How the Guthi Sansthan was created?

  • In 1964, the government set up a corporation—the Guthi Sansthan—to nationalise all guthi land. There was little opposition then, as public unrest those days was rare and easily suppressed.
  • With all the endowed land that the government had nationalised, the Sansthan would generate revenue by leasing land out to individuals and companies or by building business complexes to rent.
  • The income would go towards partially funding rituals and festivals.
  • Today, the Sansthan currently oversees 1.45 million ropanis of land across the country with some 2,335 public guthis incorporated under it. The numbers are only expected to grow once the Survey Department prepares its final report.

What are the problems with the Guthi Bill?

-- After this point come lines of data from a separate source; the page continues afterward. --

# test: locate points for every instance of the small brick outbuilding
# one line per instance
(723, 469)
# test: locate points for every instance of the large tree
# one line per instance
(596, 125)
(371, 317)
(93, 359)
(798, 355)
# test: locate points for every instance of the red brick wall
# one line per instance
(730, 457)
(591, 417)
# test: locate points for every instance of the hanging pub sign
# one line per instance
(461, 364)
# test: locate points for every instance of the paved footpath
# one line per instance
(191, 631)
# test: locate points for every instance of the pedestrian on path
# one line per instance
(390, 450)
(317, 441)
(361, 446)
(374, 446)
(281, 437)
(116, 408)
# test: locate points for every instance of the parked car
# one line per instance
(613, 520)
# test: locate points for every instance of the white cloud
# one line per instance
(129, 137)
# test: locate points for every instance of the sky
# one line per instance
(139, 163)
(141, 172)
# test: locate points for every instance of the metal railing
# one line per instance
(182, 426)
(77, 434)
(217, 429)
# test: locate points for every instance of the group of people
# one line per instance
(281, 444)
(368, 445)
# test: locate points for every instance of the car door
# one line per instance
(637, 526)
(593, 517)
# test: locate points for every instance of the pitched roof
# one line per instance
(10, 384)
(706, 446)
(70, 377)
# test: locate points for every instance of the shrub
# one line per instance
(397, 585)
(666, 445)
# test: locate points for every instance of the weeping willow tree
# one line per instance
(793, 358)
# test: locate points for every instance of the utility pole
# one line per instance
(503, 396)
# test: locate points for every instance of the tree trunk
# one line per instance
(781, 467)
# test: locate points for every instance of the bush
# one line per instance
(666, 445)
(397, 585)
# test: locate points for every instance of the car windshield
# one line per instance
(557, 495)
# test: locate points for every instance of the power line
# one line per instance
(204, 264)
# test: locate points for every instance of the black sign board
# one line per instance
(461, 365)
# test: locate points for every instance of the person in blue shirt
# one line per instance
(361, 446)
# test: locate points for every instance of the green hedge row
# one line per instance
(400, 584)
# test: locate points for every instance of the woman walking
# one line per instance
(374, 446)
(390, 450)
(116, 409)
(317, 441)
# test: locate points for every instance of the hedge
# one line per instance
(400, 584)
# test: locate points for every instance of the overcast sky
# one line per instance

  • The Guthi Bill, which is currently with the Upper House, proposes repressive provisions that would –
    • nationalise both private and public guthis,
    • regulate all religious sites, and
    • replace the Sansthan with a powerful authority.
  • The Newar community sees this as the final straw in the systematic erosion of indigenous Newar culture and rights by the state.
  • According to trustees, the bill violates the constitutional rights of citizens as Article 26 (2) of the constitution says that every religious denomination shall have the right to operate and protect its religious sites and religious guthi.
  • Clause 22 deprives the citizens of their basic human right to freely create socio-cultural groups.
  • People in the Kathmandu Valley are primarily concerned to the Clause 23 and 24.
    • Clauses 23 and 24 of the Guthi Bill are riddled with contesting and ambiguous provisions that will allow the proposed authority to take over all rights and responsibilities of the guthi, including all trustee rights.
    • The bill would take precedence over all other rights, documents and past agreements, even court orders.
  • Clause 23 has a provision to convert the properties of public and private guthis into the raj guthi.
  • Clause 24 intends to terminate all the rights of the trustee of the guthi, which were obtained through various orders, letters and documents, over the temples and religious sites.
    • These heritages will be operated and managed by the government-proposed powerful National Trust Authority.
  • Section 4 (6) of the bill also proposes nationalising and regulating all private guthis, which trustees say is insensitive and in utter disregard of the different kinds of guthis and their functions in Newar society.
  • Private guthis are exclusively for family members who share the same lineage and outsiders are barred from the guthi’s rituals.

Problem with nationalization

  • People fear the Guthi authority will wipe out the cultural and religious heritage as it will become no more than a recruitment ground for party cadres who have little or no attachment to the local culture.
  • A fear that the government wants to usurp the land.
  • Selling of land to corrupt officials/real estate companies.
  • Bureaucracy, red tape.

Mains question

  • What is the controversy surrounding the Guthi bill introduced in Nepal parliament? Illustrate with similar examples from India.